Linear feet of shelf space occupied: 212
Number of Containers: 514
Approximate number of items: ?????
In addition to a catalog of the company's archives housed at the Library of Congress, the website http://lcweb2.loc.gov/service/music/eadxmlmusic/eadpdfmusic/mu2005.wp.0035.pdf
also provides the following biography of Schmidt:
"Arthur Paul Schmidt was born in Altona, Germany on 1 April 1846 and came to the United States in 1866. He worked for the G.D. Russell publishing house in Boston before opening his own retail and foreign music importing business in 1876. The A.P. Schmidt company soon gained a reputation for publishing works of many distinguished American composers. And, with branches in New York from 1894 to 1937 and in Leipzig from 1889 to 1910, it would become one of the largest music publishing and importing firms in the United States. Mr. Schmidt died on 5 May 1921 but the firm continued until it was absorbed by the Summy-Birchard Company of Evanston, Illinois in 1960. The influence of the A.P. Schmidt Publishing Company on the development and dissemination of American music is immeasurable."
One aspect to appreciate about Schmidt's championship of American composers in that time is that he did so with little expectation of financial reward. His support extended to composers of the New England school such as Amy Beach, George Whitefield Chadwick, Arthur Foote, John Knowles Paine and Horatio Parker, and also Edward MacDowell (who was more lucrative). He was the first American publisher to publish an American symphony, Chadwick's Symphony No. 2, in 1888. In addition to Amy Beach, women published by Schmidt include Florence Newell Barbour (1866-1946), Marion Bauer (1887-1955), Gena Branscombe (1881-1977), Mabel Daniels (1878-1971), Helen Hopekirk (1856-1945), Lucinda Jewell (1874-?), Margaret Ruthven Lang (1867-1972), Frances McCollin (1892-1960), Edna Rosalind Park, Olga von Radecki (fl. 1882), Anna Priscilla Risher (1875-1946), Clara Kathleen Rogers (1844-1931), and Mildred Weston. A scroll through the music archive pdf (at the website listed above) reveal many less-celebrated names of women: Mildred Adair, Mrs. Crosby Adams, Blanche Ray Alden, Emma Ashford, Alice H. Baker, Mertena Bancroft, Charlotte Barnard, Gertrude Bartlett, Irenee Berger, Helen Lee Bidwell, Sarah Coleman Bragdon, Minna Brinkman, Radie Britain, Gail Ridgway Brown, Kate L. Brown, Mary A. Browne, and Carrie Bullard, just to name those in the A's and B's.

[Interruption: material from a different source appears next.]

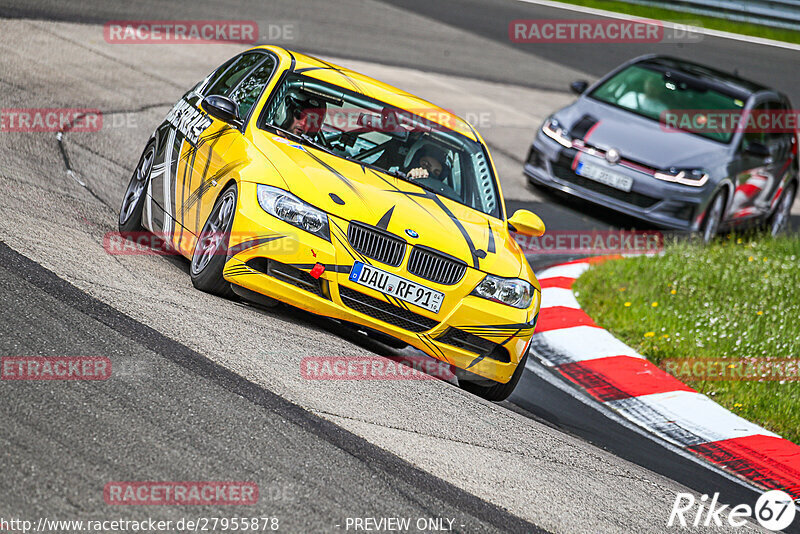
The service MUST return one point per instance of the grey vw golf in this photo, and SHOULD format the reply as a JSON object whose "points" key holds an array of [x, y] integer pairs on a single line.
{"points": [[616, 146]]}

After Schmidt's death, the company continued its enlightened policy towards women, especially as it turned to publishing more "educational" works. In addition to the three works of Kemp Stillings discussed in a previous post (and I just saw a fourth one on the list I hadn't known about till now), pedagogical works by the intriguingly-named Ida Mae Crombie (Scale Stories and three other works-- I don't know why, I just love to say her name), Ruth Laighton (First Steps in Shifting and four other books), Edith Hatch (Melodious Etudes in Double Notes and Octaves, a scale book, and 18 character pieces), and Lillian Shattuck (Bowings for Three-Octave Scales, and The Very First Lesson for Violin) can be found on the archive list. There are other composers with numerous descriptive titles to their credit, but there is no way of telling the instrumentation from the information provided. Field trip...

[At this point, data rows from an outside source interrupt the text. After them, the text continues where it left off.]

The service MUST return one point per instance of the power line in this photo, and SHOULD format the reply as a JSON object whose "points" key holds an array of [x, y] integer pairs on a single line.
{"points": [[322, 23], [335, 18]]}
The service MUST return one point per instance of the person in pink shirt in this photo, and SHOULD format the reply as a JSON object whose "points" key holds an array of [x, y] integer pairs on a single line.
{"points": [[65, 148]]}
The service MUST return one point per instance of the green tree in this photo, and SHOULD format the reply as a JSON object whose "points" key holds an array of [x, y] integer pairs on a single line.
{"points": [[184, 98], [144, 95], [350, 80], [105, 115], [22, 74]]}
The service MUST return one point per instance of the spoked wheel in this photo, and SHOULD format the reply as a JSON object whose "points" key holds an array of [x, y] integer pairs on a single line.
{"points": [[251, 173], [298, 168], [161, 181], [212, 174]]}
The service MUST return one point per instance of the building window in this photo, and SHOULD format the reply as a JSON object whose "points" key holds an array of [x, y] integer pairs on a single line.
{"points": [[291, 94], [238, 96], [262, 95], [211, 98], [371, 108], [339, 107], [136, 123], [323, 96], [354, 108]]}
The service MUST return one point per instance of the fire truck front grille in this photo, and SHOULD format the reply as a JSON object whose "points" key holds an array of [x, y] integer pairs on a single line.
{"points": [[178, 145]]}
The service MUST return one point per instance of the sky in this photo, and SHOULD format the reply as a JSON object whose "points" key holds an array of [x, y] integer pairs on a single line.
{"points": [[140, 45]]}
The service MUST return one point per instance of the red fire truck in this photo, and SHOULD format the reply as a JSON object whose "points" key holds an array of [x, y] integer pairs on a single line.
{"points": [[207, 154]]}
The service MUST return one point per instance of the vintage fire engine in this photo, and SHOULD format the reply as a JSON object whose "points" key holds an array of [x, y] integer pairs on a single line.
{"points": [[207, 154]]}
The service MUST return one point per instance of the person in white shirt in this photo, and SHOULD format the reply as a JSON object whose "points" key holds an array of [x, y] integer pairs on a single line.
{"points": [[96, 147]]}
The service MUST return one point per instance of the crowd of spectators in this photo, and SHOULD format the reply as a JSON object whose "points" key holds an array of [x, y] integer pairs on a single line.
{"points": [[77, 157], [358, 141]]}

Speaking of field trips, I did say I would find out how Harvey Whistler's personal music collection ended up at Arizona State University. Jacob Dakon, author of the article from which I quoted extensively, let me know that "it was started by Georgeanna Whistler (his wife) after his death. She was looking for someone to take his music and ASU stepped up to the plate." The collection Jacob started at Ohio State contains Whistler's methods, theses, research articles, personal documents, etc. He says they are waiting for a few boxes from California to complete the collection. If you're in Columbus, stop by and have a look!